Identify the Paper Process Stakeholders
Ask specifically who is involved in contract execution that was not involved in the evaluation. Finance, legal, procurement, security, IT — each may have a role in the paper process that is entirely separate from their role (or non-role) in the decision. Map each stakeholder and their requirements.
Build a Parallel Timeline
Paper process activities can often run in parallel with final evaluation activities. If you know security questionnaire completion takes three weeks, submit the questionnaire at the same time the final business case is being reviewed — not after the verbal yes. Organizations that run paper process in parallel to evaluation close 15 to 20 days faster than those that run it sequentially.
How Spotlight.ai Tracks Paper Process
Spotlight.ai's Qualification Agent monitors calls and emails for paper process signals — procurement mentions, legal review references, security questionnaire discussions, approval hierarchy information — and surfaces them as qualification elements alongside MEDDPICC components.
Paper process signal detection: Procurement, legal, and security mentions extracted from conversations automatically
Approval chain mapping: Identifies paper process stakeholders who are distinct from evaluation stakeholders
Timeline risk assessment: Flags misalignments between deal close dates and known procurement cycle constraints
Deal-specific guidance: Suggests parallel execution strategies based on paper process status

FAQs About Paper Process in Enterprise Sales
Is Paper Process only relevant for large enterprise deals?
Paper Process complexity scales with deal size and organizational complexity, but it exists in mid-market deals as well. Any deal involving legal review, master service agreements, or purchase order approval has a paper process that can extend timeline unpredictably. The qualifying questions scale down; the principle does not.
How do you get a prospect to discuss paper process without seeming pushy?
Frame it as protecting their timeline, not your close date. "I want to make sure we can meet your implementation timeline — can you walk me through what needs to happen on your end between a decision and a signature?" Every prospect benefits from a smooth paper process; most appreciate a vendor who helps them navigate it.
What should you do when paper process reveals an unexpected approval requirement?
Qualify it like any other MEDDPICC element: identify the stakeholder, understand their requirements, and build a plan to address them. An unexpected CFO approval requirement is not a deal killer unless you find out about it in Week 13 of a 13-week quarter. Early discovery allows early resolution.

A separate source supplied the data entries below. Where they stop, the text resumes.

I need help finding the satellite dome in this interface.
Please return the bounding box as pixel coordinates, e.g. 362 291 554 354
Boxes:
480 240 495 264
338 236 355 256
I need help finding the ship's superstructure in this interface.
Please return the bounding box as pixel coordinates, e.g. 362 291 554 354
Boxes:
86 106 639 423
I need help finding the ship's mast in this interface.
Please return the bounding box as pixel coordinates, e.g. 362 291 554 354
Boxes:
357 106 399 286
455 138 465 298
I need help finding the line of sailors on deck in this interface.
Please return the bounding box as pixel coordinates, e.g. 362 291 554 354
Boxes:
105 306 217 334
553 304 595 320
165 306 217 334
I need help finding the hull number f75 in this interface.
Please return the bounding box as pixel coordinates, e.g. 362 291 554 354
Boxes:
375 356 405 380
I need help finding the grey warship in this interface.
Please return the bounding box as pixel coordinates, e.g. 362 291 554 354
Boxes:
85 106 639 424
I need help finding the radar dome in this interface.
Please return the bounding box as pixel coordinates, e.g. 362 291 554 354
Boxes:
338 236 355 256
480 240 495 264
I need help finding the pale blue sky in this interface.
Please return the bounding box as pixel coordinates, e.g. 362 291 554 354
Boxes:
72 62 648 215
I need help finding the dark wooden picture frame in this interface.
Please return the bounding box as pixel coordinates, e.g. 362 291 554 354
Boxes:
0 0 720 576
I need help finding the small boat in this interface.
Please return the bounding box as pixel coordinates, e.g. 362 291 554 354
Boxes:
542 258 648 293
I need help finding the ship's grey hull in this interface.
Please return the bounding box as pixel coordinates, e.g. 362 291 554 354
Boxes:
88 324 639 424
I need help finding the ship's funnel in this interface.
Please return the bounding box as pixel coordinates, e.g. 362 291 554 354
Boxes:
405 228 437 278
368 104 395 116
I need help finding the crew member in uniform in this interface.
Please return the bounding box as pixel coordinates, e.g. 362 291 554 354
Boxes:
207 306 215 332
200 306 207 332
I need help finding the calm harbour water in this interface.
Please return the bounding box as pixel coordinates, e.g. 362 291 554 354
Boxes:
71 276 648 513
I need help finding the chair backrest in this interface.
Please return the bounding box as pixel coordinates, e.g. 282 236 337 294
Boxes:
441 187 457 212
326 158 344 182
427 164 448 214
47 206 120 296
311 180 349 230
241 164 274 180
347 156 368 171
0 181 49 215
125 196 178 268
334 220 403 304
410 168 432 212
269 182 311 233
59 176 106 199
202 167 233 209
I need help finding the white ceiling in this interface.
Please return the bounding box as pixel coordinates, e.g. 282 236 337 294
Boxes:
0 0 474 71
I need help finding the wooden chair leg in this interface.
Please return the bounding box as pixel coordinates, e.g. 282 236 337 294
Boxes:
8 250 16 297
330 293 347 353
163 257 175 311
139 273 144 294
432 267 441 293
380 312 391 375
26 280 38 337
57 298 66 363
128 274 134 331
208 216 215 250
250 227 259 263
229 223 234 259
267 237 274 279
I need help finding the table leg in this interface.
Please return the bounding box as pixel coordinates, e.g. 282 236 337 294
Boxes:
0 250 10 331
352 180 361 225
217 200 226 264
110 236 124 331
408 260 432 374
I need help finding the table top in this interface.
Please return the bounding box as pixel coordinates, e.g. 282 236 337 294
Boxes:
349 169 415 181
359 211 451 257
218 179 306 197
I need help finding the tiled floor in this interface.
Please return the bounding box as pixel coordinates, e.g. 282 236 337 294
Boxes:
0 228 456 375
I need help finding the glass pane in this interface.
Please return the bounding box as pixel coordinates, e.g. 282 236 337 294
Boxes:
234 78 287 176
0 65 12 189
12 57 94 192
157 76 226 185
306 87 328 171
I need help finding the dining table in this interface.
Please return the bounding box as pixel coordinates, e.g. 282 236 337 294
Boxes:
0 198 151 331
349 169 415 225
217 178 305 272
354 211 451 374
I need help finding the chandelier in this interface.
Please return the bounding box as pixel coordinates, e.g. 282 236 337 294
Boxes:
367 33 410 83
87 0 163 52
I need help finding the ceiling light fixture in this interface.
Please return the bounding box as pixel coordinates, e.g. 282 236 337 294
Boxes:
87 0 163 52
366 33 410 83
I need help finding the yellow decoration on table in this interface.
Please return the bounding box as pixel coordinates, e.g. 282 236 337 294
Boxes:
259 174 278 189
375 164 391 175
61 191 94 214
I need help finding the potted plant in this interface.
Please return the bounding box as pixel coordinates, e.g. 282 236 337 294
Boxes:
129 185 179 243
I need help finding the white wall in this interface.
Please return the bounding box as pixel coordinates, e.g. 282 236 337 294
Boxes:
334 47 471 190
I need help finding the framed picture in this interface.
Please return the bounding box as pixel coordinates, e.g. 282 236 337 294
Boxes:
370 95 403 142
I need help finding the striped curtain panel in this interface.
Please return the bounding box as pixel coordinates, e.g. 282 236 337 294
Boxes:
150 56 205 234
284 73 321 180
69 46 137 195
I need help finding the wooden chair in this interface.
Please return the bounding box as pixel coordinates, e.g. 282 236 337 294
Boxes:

How long does enterprise paper process typically take?
Legal review alone typically takes two to six weeks for enterprise SaaS contracts with standard terms. Security reviews can take four to eight weeks for deals involving data processing or cloud infrastructure. Procurement vendor registration adds two to four weeks for new vendors. Best practice is to assume eight to twelve weeks for full paper process in a new enterprise customer relationship.